One of the key debates in Uganda today revolves around President Yoweri Museveni’s outlook on Pan-Africanism and development strategy. While I disagree with him on certain fronts—particularly his tendency to frame Pan-Africanism too narrowly at the regional level, such as within the East African Community—there is one area where I strongly agree with his emphasis: education, particularly in science and technology.
The President has consistently argued that Uganda must prioritize the training of scientists, engineers, medical professionals, and technologists, and that the teachers of these fields should be compensated more highly than others. Opposition groups have often criticized this position, but in this case, their critique misses the point.
Uganda has already reached a literacy rate of around 75%, which is a significant achievement. At this stage, the challenge is not merely increasing the quantity of educated citizens—it is improving the quality of education and producing a workforce that can drive genuine transformation.
On the global stage, countries are not competing on the basis of how many citizens can read and write; they are competing on how many engineers, innovators, and technical experts they can produce. The rise of China is a clear example. Its global industrial and technological dominance rests not simply on mass education, but on its ability to produce hundreds of thousands of engineers and scientists annually. Major companies thrive because they can draw on a deep pool of highly trained engineers and researchers.
This is why I agree with Museveni’s insistence that Uganda should reward and prioritize the training of technical professionals. For Africa, literacy rates above 70% already provide a sufficient base of “quantity.” The next critical step is to cultivate quality—to improve curricula, invest in research, and encourage innovation that can power industrialization and global competitiveness.
Unfortunately, many opposition leaders across Africa fail to grasp this nuance. They continue to treat education as a numbers game, focusing on expanding access without equal attention to the depth, specialization, and applicability of that education to Africa’s industrial future.
If Africa is to rise, it must shift its focus from producing citizens who are merely literate, to producing problem-solvers, innovators, and industrial leaders who can create the jobs, technologies, and industries that will sustain the continent’s transformation.
Policy Recommendations: Building Africa’s Education-Industrial Future
- Prioritize Science and Engineering Education
- Triple investment in engineering, science, and medical schools.
- Provide higher salaries and incentives for teachers in these disciplines to attract and retain top talent.
- Link Universities to Industry
- Establish strong partnerships between universities and local industries to ensure graduates have hands-on experience.
- Create innovation hubs where students and companies can collaborate on real-world projects.
- Quality Over Quantity in Higher Education
- Shift national targets from enrollment rates to innovation output, such as patents, prototypes, and industrial solutions.
- Introduce rigorous quality benchmarks for technical institutions.
- Pan-African Technical Exchange
- Launch a Pan-African Engineering Exchange Program to train African scientists and engineers across the continent, pooling resources rather than duplicating efforts.
- Government and Private Sector Alignment
- Incentivize private companies that fund research and recruit graduates from technical fields.
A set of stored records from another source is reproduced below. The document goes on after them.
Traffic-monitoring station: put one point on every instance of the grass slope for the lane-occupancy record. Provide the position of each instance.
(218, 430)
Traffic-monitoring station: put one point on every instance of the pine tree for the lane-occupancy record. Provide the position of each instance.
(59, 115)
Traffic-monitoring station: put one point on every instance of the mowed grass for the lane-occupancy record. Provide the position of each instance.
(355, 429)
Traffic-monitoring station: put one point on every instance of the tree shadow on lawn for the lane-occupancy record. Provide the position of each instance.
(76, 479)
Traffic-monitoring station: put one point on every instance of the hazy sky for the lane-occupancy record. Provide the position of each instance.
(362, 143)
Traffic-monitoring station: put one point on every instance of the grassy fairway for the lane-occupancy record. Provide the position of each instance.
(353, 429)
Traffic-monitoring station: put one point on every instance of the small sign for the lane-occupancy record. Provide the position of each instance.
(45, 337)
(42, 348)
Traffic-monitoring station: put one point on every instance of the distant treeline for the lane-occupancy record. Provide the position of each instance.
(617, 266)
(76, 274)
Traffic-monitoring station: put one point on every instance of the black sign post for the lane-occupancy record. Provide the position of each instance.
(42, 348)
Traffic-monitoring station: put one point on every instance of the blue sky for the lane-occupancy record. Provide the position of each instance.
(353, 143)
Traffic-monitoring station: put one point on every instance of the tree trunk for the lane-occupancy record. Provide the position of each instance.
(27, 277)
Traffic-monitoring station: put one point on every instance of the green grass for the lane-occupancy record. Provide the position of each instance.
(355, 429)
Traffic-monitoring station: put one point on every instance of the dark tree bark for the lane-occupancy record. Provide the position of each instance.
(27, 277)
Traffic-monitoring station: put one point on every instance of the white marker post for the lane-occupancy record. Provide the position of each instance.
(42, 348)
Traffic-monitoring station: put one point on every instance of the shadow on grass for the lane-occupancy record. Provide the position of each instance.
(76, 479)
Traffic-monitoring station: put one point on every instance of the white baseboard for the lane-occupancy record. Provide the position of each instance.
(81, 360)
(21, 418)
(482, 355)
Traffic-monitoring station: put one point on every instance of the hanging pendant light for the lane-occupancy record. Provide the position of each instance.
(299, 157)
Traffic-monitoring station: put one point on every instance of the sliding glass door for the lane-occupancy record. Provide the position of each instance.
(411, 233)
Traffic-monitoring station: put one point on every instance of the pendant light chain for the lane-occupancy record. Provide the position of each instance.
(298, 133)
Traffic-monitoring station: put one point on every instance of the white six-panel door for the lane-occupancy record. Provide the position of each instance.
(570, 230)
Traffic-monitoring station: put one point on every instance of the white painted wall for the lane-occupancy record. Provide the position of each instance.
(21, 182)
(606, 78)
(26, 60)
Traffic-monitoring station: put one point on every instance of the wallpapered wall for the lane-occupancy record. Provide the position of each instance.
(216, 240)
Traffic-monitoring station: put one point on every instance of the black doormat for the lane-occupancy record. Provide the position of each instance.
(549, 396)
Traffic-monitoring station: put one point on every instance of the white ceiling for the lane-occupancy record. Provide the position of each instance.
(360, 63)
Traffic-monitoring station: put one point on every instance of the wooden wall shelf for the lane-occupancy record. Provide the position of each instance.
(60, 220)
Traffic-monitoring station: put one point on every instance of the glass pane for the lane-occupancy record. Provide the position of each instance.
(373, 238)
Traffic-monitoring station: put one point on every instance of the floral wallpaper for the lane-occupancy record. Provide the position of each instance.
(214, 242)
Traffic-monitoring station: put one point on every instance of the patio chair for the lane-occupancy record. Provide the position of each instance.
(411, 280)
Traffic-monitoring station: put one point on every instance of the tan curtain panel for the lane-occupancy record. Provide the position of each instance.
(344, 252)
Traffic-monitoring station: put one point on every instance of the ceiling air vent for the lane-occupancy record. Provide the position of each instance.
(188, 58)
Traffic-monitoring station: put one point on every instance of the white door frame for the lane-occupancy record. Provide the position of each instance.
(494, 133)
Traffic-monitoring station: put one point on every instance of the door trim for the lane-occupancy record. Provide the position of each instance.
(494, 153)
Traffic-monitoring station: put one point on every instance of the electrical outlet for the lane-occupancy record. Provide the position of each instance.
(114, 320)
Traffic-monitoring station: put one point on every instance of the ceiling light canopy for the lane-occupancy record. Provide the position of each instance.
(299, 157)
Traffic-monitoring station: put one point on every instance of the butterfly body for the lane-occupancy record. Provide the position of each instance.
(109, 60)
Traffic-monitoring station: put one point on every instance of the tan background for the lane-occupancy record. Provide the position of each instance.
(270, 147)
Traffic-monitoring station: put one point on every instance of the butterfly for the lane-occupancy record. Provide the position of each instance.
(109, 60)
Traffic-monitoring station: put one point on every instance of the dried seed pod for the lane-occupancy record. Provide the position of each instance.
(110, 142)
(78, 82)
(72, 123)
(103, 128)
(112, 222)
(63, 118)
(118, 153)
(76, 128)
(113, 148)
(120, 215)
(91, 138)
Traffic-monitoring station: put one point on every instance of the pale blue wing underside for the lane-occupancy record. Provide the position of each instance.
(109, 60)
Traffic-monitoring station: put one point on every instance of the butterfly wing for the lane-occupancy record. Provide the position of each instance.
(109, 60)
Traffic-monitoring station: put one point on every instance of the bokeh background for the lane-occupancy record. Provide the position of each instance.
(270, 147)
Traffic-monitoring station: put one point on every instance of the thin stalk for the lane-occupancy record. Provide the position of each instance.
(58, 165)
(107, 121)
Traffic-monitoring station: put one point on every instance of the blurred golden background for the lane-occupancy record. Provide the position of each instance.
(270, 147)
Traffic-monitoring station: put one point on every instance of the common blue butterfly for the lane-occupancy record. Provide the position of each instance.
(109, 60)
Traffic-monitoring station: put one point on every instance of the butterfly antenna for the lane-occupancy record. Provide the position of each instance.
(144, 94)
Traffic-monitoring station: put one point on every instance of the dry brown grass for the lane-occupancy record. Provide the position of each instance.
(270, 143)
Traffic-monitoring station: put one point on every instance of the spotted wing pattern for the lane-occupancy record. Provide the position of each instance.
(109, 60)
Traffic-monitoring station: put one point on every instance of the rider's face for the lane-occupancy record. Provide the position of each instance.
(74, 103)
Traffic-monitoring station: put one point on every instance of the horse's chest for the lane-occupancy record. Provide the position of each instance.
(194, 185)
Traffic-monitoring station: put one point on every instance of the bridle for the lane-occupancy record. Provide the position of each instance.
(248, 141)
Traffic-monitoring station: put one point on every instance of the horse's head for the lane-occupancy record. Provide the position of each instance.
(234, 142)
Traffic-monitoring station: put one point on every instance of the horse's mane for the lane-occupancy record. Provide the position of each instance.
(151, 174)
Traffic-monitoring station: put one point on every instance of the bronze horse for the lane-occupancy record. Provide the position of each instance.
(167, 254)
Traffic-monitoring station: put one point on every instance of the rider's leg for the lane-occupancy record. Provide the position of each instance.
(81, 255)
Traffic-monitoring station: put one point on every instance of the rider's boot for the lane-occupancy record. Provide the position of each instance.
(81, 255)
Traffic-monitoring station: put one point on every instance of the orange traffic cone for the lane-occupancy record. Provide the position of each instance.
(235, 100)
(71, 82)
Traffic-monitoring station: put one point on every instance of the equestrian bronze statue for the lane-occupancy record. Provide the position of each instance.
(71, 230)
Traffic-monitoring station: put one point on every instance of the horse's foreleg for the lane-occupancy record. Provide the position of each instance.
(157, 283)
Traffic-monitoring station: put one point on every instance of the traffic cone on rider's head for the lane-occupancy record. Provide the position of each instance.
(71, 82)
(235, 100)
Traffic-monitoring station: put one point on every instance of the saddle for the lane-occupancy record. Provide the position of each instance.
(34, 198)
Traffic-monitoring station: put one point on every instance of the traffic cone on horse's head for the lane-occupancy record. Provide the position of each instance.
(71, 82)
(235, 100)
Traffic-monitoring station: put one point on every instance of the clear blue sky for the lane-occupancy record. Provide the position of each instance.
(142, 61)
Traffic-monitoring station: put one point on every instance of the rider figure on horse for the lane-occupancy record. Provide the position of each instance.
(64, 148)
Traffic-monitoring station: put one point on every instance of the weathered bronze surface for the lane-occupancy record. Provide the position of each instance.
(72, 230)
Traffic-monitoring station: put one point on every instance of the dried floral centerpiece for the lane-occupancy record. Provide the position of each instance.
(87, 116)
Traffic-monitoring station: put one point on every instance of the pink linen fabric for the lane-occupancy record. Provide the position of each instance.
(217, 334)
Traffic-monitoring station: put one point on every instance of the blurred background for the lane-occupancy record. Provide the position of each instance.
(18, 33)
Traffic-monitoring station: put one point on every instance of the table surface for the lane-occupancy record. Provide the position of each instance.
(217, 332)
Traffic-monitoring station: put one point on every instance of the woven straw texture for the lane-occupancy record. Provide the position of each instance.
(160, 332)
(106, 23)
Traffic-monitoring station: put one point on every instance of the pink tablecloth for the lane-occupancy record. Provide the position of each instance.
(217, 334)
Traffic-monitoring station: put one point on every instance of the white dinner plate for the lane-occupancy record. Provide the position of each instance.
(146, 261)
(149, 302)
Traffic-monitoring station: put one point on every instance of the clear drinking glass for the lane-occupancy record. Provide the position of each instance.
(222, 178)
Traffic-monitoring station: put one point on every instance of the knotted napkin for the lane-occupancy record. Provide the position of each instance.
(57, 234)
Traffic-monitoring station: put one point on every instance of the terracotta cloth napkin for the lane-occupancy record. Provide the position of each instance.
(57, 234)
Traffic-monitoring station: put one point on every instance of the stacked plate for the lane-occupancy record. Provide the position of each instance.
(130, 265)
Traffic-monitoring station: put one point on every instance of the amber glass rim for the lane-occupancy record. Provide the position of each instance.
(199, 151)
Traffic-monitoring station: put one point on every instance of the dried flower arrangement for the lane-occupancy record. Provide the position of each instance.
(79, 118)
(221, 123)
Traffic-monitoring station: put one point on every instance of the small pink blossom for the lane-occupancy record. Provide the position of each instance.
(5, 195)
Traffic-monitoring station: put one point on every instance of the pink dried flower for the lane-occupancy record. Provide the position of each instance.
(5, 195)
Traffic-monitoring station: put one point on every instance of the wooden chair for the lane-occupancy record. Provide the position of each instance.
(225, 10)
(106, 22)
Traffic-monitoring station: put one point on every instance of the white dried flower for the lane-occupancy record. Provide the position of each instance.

- Use tax breaks and subsidies to encourage investment in industries that absorb local engineers and scientists.
- Make Education a Driver of Industrial Policy
- Every education plan must be tied directly to industrialization goals—from energy and transport to ICT and manufacturing.
- Education policy should be treated as part of Africa’s industrial masterplan, not as a separate social service.
Conclusion
Africa’s future depends not just on having educated citizens, but on producing the right kind of education that powers industrialization and global competitiveness. The era of counting literacy rates must give way to an era of engineering Africa’s transformation.
If Uganda and other African nations invest boldly in technical education, innovation, and Pan-African collaboration, they will not merely catch up with the world—they will help shape the next industrial revolution.